I brine all poultry and most cuts of pork.  I do it for flavor profile but it does help with the moisture too.  I see above that someone brines for 2 to 7 days.  I've never brined anything longer than 3 days and no, I did not change the brine.  Brining poultry longer than 24 hours is not recommended but I have brined both chicken and turkey for 48 hours with no problems.

When I brine I also inject at the start of the brining period.  On poultry I just inject the breast meat.  Then into the brining bag, seal it up air tight, then in the refrigerator or a cooler filled with ice.

By injecting you can get away with much shorter brining periods, like 12 hours, but I can tell the difference in the taste between a meat that has been short brined compared to 24 hours or longer.

I use Ziplock bags for brining.  I have 2, 3, and 10 gallon sizes.  The 2 gallon gets the most use.  3 gallon next most used.  The 10 gallon I use just for big turkeys.  The 3 and 10 gallon sizes are actually storage bags but they are food safe.


----------



## twotwentyfive

Will try injecting as well, thanks much for the help


----------



## daveinflorida

I brined a pork roast and a pack of wings last nite.  Put the roast on at 0830 this morning. Check out first pic. I'll be posting more pics throughout the smoke today.


----------



## bluewhisper

Once I brined a pork roast with some aromatics like cardamom and coriander, and it turned out tasting like a giant frankfurter.


----------



## forluvofsmoke

BlueWhisper said:


> Once I brined a pork roast with some aromatics like cardamom and coriander, and it turned out tasting like a giant frankfurter.


If the taste reminded you of a frankfurter, that would be off-putting, unless it was your intention and you expected it, of course...assuming this was not your intent, lesson learned, and we learn what we do or do not like by trying new things.

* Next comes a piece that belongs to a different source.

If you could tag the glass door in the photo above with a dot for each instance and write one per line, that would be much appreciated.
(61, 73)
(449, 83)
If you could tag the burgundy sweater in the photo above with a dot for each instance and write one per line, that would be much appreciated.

Some spices just don't go well with certain preparations or meats, while others can make it shine. Keep your ingredients simple and basic if you want to experiment with a brine or dry rub. Taste and smell the blend as you build it, before settling on trying it...this will tell you much about the blend, and you can modify it to suit your preference. I never use a spice blend without smelling and tasting it first, bearing in mind the mingling of flavors from meat and smoke.

Realizing the subtle flavor characteristics, some spice blends may not suit your taste for a particular cut/species of smoked meat (or a specific type of wood) while it may give a better match for char-grilling. That same blend may be too bland when grilled over a gas flame where additional layers of flavor and aroma may be to your liking, as an example. So, if you really want to build a specific flavor profile, you need to consider the cooking method, type of (or lack of) smoke, and any additional flavors you will get from the fuel source, such as hardwood lump or charcoal. When grilling, I stay away from gas, mostly due to the lack of additional flavor potential.

I don't brine often...usually it's a spur of the moment situation where my previously frozen meat has thawed too early or will thaw too late for my original planned cooking date, which isn't normal for me...but when I do brine it is generally to extend the refrigerated life of the meat, and I try to follow a flavor profile which will enhance my final seasoning (dry rub and/or finishing sauce [which I also rarely use]) and intended cooking method. As for use of brines for enhanced moisture retention in the pork, yes it does help to some degree, but I noticed this mostly with pork that was not previously enhanced (not cryovac packed). I have refined my smoking method just to give me that extra assurance for moisture retention, and that is what I use faithfully now.

Eric


----------